Ten wypadek zapamiętają na długo

9258

Godzina 6.20, na dworze jest jeszcze ciemno, drogi są śliskie. Pani Małgorzata jedzie do pracy, po drodze musi jeszcze odwieźć synka do babci, kiedy nagle z impetem uderza w nią inny samochód. – Dziękuję świadkom tego zdarzenia, którzy natychmiast zatrzymali się, by udzielić nam pomocy. Takie sytuacje przywracają wiarę w innych ludzi – podkreśla lubinianka, która 2 października była uczestnikiem wypadku na trasie Lubin-Polkowice.

35-latka i jej 5-letni synek na szczęście nie odnieśli obrażeń w tym wypadku, jednak dziękują za okazaną im pomoc. Volkswagen passat, którym podróżowali, nadaje się już tylko do kasacji

Pisaliśmy o tym wypadku, by przypomnieć kierowcom, że na drogach – szczególnie rano i wieczorem – jest teraz bardzo ślisko. Pani Małgorzata była uczestnikiem opisywanego przez nas zdarzenia. Sytuacja miała miejsce na trasie Lubin-Polkwice. 24-letnia kobieta jechała osobowym renault. Jak informuje lubińska policja, na łuku drogi, w wyniku niedostosowania prędkości do warunków na drodze, straciła panowanie nad pojazdem, w wyniku czego zjechała na przeciwległy pas ruchu i zderzyła się z prawidłowo jadącą 35-latką, jadącą volkswagenem passatem.

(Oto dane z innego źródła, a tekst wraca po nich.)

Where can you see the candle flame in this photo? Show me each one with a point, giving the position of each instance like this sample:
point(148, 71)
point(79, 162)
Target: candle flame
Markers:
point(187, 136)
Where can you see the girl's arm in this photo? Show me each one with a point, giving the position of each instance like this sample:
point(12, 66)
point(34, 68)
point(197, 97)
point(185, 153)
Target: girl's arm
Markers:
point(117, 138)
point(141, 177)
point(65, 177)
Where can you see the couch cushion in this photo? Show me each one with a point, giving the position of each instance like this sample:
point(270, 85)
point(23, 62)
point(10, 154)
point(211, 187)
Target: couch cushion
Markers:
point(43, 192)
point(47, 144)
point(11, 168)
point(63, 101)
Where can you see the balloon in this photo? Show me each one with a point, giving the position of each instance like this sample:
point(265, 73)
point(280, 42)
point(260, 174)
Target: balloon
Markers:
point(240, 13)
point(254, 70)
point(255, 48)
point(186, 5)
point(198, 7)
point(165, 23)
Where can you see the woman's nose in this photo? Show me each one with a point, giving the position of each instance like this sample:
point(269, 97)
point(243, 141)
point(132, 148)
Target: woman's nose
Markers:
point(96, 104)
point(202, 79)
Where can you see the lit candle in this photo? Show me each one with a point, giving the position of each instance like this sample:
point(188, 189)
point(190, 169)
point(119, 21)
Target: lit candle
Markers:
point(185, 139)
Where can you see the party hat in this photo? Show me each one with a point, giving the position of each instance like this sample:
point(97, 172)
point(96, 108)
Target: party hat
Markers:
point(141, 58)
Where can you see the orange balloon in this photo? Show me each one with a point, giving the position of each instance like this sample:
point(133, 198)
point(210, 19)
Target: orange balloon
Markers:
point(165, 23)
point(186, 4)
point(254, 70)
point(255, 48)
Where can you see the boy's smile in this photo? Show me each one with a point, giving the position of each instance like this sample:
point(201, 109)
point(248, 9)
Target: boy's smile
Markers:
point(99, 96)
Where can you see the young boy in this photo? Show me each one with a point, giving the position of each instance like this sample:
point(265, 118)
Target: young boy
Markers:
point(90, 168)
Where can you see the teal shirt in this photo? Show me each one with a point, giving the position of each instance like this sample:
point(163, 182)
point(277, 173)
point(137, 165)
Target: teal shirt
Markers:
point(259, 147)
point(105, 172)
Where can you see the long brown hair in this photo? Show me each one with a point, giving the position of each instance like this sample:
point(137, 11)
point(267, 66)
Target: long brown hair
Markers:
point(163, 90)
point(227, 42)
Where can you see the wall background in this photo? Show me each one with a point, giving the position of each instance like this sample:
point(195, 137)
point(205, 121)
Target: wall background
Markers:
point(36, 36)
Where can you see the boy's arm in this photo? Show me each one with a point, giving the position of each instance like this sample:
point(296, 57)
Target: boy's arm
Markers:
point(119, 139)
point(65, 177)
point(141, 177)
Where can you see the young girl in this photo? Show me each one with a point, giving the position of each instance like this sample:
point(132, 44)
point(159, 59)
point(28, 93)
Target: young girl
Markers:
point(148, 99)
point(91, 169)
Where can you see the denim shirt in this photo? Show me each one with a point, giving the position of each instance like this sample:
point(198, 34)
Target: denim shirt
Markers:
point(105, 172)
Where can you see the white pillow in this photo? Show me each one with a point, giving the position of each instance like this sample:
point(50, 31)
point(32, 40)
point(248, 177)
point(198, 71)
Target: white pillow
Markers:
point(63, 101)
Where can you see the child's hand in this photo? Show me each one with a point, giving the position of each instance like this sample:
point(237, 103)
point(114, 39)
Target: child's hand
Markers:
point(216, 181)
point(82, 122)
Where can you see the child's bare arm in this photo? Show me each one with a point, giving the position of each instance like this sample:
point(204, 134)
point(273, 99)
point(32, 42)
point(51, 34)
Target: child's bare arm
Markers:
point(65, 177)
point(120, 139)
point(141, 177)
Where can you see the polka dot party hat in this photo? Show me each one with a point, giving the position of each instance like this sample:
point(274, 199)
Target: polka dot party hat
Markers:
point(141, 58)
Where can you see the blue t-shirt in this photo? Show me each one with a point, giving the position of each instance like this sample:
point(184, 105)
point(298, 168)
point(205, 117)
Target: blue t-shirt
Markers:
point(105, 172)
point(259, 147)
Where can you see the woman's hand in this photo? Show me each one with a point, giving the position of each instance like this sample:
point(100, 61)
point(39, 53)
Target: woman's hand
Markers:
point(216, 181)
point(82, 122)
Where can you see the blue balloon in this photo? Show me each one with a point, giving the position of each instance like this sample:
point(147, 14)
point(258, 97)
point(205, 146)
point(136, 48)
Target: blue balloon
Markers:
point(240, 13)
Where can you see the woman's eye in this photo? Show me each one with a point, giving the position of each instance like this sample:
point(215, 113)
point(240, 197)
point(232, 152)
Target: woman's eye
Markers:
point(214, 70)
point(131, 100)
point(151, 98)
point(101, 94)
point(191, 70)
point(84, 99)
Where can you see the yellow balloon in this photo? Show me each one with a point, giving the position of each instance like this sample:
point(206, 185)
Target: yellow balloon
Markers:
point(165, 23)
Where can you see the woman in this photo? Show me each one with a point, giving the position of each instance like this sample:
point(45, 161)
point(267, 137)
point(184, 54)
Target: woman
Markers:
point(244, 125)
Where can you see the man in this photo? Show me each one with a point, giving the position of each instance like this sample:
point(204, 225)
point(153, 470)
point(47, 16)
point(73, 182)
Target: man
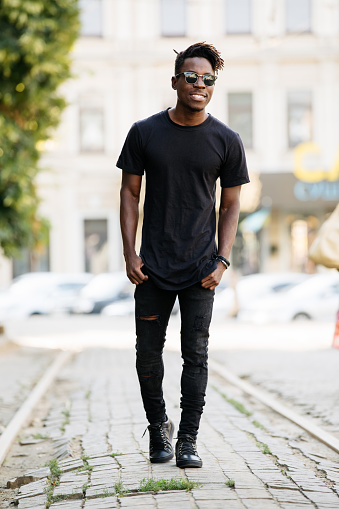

– W zdarzeniu udział brał również kierujący skodą, który najechał na elementy rozbitych pojazdów, uszkadzając zderzak w swoim aucie. 24-latka z ciężkimi obrażeniami trafiła do szpitala. Pozostali uczestnicy wypadku, nie odnieśli obrażeń – informuje aspirant sztabowy Sylwia Serafin, oficer prasowy KPP Lubin.

Wspomniana 35-letnia pani Małgorzata, która uczestniczyła w tym zdarzeniu, za naszym pośrednictwem chce podziękować świadkom tego wypadku. – W szczególności kierowcy i pasażerowi skody, którzy pomogli mi, mojemu synowi, a także pani z drugiego auta. Ta kobieta nie mogła sama wydostać się z pojazdu, trzech panów dosłownie wyrwało drzwi z auta i wyciągnęło z niego poszkodowaną. Ugasili też pożar, ponieważ silnik w jej aucie zaczął się palić – relacjonuje pani Małgorzata.

Jak wspomina, bardzo pomógł też przejeżdżający tamtędy ratownik medyczny, który także akurat zmierzał do pracy.

– Udzielił nam pierwszej pomocy, udostępnił nam też swój swój prywatny samochód, gdzie mógł posiedzieć mój synek. Wiele się o tym mówi jak ważna jest reakcja ludzi, często liczą się minuty, zanim dojadą służby ratunkowe Nie bójmy się pomagać – apeluje kobieta. Ja raz jeszcze mówię „dziękuję”. Dziękuję także służbom za życzliwość. Panom strażakom za podarowanego mojemu synowi pluszowego misia, z którym obecnie nie rozstaje się – podsumowuje kobieta.